Das andere Flurstück mit gut 2500 Quadratmetern ist als „Landwirtschaftsfläche“ eingetragen, aber als Steilhang mit circa 45 Grad könne es nicht bewirtschaftet oder bebaut werden. Für beide Flurstücke hält der Gutachter einen Bodenwert von 20 Euro pro Quadratmeter für angemessen. „Es zeit sich auch hier, dass bei der Erstellung der Bodenrichtwertinformation überhaupt keine Ortskenntnisse vorhanden waren“, stellt der Gutachter fest.

Widerspruch möglich

„Bei der Fläche bedeutet das eine Abweichung von 50 Prozent, beim Wert von 44 Prozent“, rechnete Steim für das Gelände um den Gebäudekomplex vor. Sein Steuerberater habe ihm mitgeteilt, dass sich bei einer Abweichung des Werts von über 30 Prozent ein Widerspruch gegen den Bescheid lohne. Allerdings müsse man den Gutachter aus eigener Tasche bezahlen. Im übrigen, so berichtet Steim, hätten betroffene Eigentümer beim Einlegen ihres Widerspruchs diesen so begründet, dass ihrer Ansicht nach das in Baden-Württemberg zur Anwendung kommende modifizierte Bodenwertmodell gegen den allgemeinen Gleichheitsgrundsatz verstoße und damit verfassungswidrig sei.
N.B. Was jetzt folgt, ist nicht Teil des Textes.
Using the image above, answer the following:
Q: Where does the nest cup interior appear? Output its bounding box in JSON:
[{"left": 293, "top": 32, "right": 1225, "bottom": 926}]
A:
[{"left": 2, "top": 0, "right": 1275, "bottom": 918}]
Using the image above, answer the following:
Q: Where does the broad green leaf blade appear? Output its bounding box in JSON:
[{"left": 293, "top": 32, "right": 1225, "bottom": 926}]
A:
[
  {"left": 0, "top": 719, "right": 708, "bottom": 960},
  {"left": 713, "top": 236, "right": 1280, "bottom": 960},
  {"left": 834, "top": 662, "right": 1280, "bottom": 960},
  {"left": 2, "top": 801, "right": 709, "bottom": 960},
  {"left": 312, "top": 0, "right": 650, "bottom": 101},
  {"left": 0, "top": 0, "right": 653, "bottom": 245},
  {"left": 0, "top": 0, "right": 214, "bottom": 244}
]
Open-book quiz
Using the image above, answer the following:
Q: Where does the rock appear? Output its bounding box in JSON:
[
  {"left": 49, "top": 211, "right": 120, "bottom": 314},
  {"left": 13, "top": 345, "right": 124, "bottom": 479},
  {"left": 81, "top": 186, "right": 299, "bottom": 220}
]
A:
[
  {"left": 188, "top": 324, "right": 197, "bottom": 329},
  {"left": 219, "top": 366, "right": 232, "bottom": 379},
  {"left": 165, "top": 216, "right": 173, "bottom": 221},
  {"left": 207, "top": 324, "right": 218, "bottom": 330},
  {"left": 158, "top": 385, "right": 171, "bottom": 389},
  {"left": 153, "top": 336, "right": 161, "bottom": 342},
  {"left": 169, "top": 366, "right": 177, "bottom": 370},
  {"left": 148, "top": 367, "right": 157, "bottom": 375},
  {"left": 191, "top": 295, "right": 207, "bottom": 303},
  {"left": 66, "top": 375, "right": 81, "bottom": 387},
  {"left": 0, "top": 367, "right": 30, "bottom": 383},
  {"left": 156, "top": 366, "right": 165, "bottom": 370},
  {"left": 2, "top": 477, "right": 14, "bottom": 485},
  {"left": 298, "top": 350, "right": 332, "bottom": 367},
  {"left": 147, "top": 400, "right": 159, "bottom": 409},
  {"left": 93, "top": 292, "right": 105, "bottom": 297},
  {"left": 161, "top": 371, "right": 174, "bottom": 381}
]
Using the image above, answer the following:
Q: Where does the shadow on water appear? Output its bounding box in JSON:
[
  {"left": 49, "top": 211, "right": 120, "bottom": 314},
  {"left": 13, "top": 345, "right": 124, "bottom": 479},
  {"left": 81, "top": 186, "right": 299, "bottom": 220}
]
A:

Einst Mitglied im Finanzausschuss des Landtags

„Als langjähriges Mitglied im Finanzausschuss des Landtages habe ich keinerlei Verständnis für eine solche unausgegorene Regelung. Sie beschäftigt Stadt, Finanzamt und das Land mit Verwaltungsarbeit, die zu keinerlei Erfolg führen kann. Sie kalkuliert von vorn herein mit ein, dass der einzelne sich mit einem selbst finanzierten Gutachten wehren kann, aber so wird kein guter Staat gemacht“, kritisierte Steim die neue geltende Verfahrensweise bei der Grundsteuer.

Bodenrichtwertzonen

Auf Frage unserer Redaktion zur Festlegung der Bodenrichtwerte und der Zonen verwies die Stadt Schramberg auf den gemeinsamen Gutachterausschusses. Vor gut fünf Jahren war dieser von 15 Kommunen im Kreis Rottweil gegründet worden. Rottweil und Schramberg entsenden je fünf Mitglieder, die übrigen Gemeinden drei.

Wichtige Frage offen

Die wichtige Frage, wer wann und nach welchen Kriterien die Zonen eingeteilt habe, ließ sich bis zum Redaktionsschluss nicht klären. Ein dazu befragtes Mitglied des Gutachterausschusses teilte mit, dass er die Zoneneinteilung schon beim Einstieg in seine Gutachteraufgabe vorgefunden habe und verwies auf Jürgen Peterwitz, den Geschäftsstellenleiter des gemeinsamen Gutachterausschusses bei der Stadt Rottweil. Ein Anruf am Mittwoch in dessen Büro ergab, dass dieser im Urlaub ist und dass es keine Vertretung gebe.